A variety of causes conspire to ensure that securities fraud lawsuits almost never go to trial. One consequence is that many of the standard tools in the plaintiff’s lawyers’ toolkit have rarely been subjected to judicial scrutiny. This is particularly true with respect to plaintiffs’-style damages calculations, which plaintiffs’ lawyers use to produce highly inflated estimates of purported shareholder damages. Plaintiffs’ lawyers use the calculations as a basis upon which to try to extract enormous settlements, with some effectiveness. (Indeed, the Dynegy/Project Alpha civil action settled for more than $474 million.) Yet both the damages calculations themselves and the calculations methodologies are largely untested by judicial scrutiny. Judge Lake’s ruling in the Olis resentencing suggests that were the plaintiffs’ style damages calculation more regularly subject to judicial scrutiny, many inflated damages estimates might not survive. Even though it is within the criminal context, Judge Lake’s opinion may provide some ammunition to use against the plaintiffs’-style damages calculation. Judge Lake’s reasoned opinion and the outcome of his analysis also suggest that scrutiny of the plaintiffs’-style damages calculation may be long overdue.
The D & O Diary is interested in its readers comments on the Olis resentencing and its possible implications, particulary those who may disagree with my views about the shareholder damages calculation.
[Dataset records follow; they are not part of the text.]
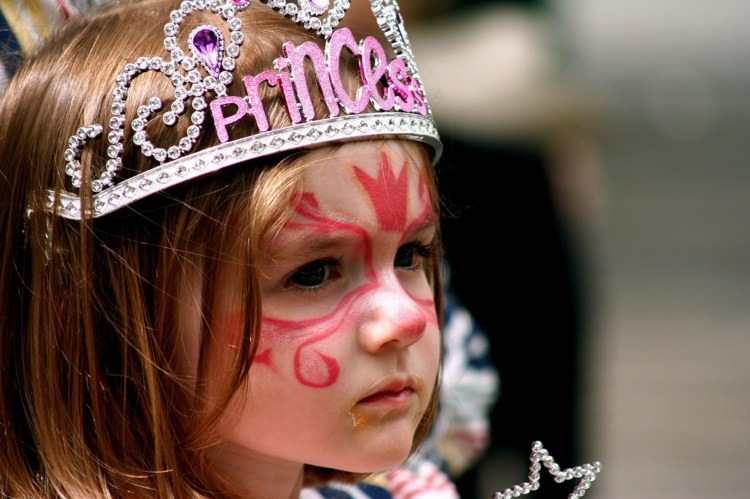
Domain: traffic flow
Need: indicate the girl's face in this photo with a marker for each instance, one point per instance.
(349, 350)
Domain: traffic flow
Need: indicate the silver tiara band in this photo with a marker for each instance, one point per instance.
(158, 178)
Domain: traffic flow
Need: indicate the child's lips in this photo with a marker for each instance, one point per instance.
(393, 391)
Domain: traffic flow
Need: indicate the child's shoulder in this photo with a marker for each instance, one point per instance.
(347, 491)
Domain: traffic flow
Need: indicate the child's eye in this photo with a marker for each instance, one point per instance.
(314, 274)
(411, 256)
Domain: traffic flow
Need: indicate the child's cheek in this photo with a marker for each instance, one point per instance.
(307, 349)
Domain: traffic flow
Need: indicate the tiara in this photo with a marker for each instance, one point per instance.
(200, 77)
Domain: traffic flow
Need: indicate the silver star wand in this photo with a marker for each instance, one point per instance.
(540, 456)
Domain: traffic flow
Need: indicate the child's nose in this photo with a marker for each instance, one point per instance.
(391, 319)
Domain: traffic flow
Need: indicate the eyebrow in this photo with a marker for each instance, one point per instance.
(310, 242)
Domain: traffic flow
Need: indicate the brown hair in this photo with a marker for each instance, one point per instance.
(92, 399)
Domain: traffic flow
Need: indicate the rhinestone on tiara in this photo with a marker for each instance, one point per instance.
(201, 75)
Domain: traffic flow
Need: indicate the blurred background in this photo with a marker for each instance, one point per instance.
(598, 167)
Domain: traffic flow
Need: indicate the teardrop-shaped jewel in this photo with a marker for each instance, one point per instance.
(207, 44)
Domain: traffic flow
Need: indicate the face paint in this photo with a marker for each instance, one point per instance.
(349, 345)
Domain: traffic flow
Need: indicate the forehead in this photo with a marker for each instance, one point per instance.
(375, 173)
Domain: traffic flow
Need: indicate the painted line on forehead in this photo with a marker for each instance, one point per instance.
(307, 206)
(387, 193)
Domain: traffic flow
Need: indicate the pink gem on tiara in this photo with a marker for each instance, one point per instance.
(206, 43)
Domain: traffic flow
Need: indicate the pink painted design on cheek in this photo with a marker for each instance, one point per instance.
(314, 368)
(387, 193)
(263, 357)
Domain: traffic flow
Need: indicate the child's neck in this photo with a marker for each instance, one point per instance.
(260, 477)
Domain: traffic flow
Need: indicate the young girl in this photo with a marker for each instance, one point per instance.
(220, 256)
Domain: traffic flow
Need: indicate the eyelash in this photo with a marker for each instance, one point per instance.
(330, 268)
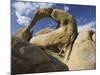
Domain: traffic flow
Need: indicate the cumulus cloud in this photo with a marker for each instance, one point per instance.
(22, 20)
(90, 25)
(28, 7)
(66, 8)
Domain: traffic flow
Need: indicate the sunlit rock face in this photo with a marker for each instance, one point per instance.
(23, 34)
(27, 58)
(83, 55)
(62, 37)
(44, 31)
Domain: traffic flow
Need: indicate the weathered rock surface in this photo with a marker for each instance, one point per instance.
(83, 55)
(24, 34)
(27, 58)
(63, 37)
(44, 31)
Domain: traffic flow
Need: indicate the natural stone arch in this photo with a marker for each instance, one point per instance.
(26, 33)
(63, 37)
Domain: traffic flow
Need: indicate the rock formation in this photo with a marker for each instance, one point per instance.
(27, 58)
(44, 31)
(62, 37)
(26, 33)
(83, 54)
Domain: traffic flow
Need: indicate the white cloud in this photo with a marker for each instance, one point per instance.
(90, 25)
(66, 8)
(24, 8)
(22, 20)
(28, 7)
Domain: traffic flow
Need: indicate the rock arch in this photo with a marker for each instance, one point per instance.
(63, 37)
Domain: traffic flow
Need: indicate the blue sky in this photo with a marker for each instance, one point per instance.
(22, 12)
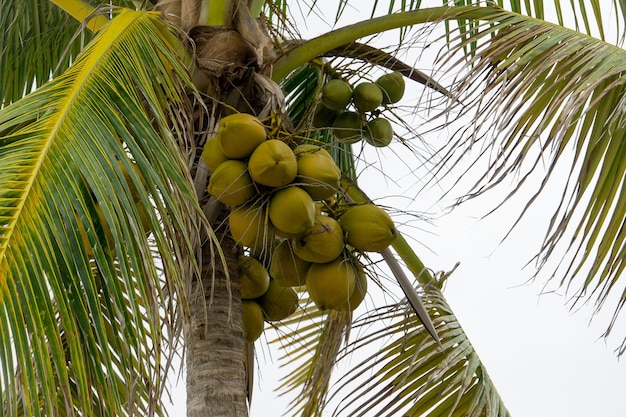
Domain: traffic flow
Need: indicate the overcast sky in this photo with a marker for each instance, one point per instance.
(544, 359)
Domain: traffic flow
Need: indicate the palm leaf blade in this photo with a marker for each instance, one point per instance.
(87, 334)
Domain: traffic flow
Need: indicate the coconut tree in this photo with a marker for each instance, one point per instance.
(113, 254)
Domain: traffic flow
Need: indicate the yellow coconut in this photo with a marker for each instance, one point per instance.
(330, 285)
(231, 184)
(360, 288)
(368, 227)
(251, 320)
(318, 174)
(278, 302)
(378, 132)
(273, 163)
(240, 134)
(336, 94)
(249, 227)
(212, 154)
(255, 280)
(286, 268)
(321, 243)
(292, 210)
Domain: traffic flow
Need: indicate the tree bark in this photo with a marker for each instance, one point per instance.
(216, 380)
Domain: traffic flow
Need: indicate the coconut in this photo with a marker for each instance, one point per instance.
(252, 321)
(322, 243)
(273, 163)
(292, 210)
(231, 184)
(392, 85)
(336, 94)
(278, 302)
(348, 127)
(378, 132)
(255, 280)
(368, 227)
(360, 288)
(318, 174)
(286, 268)
(240, 134)
(212, 154)
(249, 228)
(367, 96)
(330, 285)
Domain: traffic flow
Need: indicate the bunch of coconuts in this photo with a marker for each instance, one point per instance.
(353, 113)
(286, 209)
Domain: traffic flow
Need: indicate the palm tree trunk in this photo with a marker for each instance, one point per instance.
(216, 383)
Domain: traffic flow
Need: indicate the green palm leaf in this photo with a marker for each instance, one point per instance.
(559, 103)
(411, 375)
(37, 39)
(85, 308)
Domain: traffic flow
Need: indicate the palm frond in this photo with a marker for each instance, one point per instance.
(411, 375)
(89, 164)
(38, 40)
(552, 96)
(311, 340)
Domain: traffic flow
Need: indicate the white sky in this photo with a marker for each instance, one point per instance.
(544, 360)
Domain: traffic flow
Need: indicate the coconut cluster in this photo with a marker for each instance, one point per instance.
(353, 113)
(288, 213)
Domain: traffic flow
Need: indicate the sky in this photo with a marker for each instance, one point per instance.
(545, 359)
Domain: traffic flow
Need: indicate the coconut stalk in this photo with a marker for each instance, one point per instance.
(354, 194)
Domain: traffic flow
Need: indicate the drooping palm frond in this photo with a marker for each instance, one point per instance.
(411, 375)
(37, 40)
(550, 96)
(89, 164)
(310, 341)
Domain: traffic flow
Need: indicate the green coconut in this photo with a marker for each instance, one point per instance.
(360, 288)
(231, 184)
(255, 279)
(348, 127)
(368, 227)
(378, 132)
(392, 85)
(212, 154)
(286, 268)
(318, 174)
(252, 321)
(292, 210)
(321, 243)
(336, 94)
(278, 302)
(249, 227)
(331, 284)
(273, 163)
(367, 96)
(240, 134)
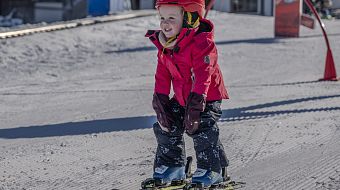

A Note of Concern About Olis's Sentence: Even though Judge Lake significantly reduced Olis's sentence, Olis's sentence still stands in contrast to the lighter sentences that his co-defendants received. Gene Foster, who was Olis's boss, received a sentence of only 18 months, and the third defendant, Helen Sharkey received a sentence of only one month. It is hard to avoid the impression that the other two defendants received a lighter because they entered guilty pleas, but that prosecutors sought a heavier sentence for Olis because he insisted on going to trial. As Professor Ellen Podgor writes in the White Collar Crime Prof blog (here):
a question that definitely needs to be considered and addressed by Congress and the courts is whether the government should have this enormous prosecutorial power to leverage individuals against each other in order to obtain evidence for a prosecution on the individual who decides not to enter a plea. Is it within the bounds of the Constitution to punish individuals with higher sentences because they decide they want to use their constitutional right to a jury trial?The September 25, 2006 issue of the Washington Post has an interesting and thoughtful article entitled "Cook the Books, Get Life in Prison: Is Justice Served?" (here, registration required) discussing the problem of calibrating sentences for white collar criminals
Hats Off to Joseph Grundfest: I have never had the honor of making Professor Grundfest’s acquaintance. I do know the high esteem in which he is held in the securities industry and the legal community generally. I can only imagine the demands on his time, and the opportunities he has to advance his own professional and monetary interests. The defense of a convicted white collar criminal is not a popular cause in the post-Enron, Sarbanes-Oxley world. The fact that he would take the time, burden and responsibility to become involved on a pro bono basis in Olis’s resentencing is truly impressive. Professor Grundfest, The D & O Diary salutes you.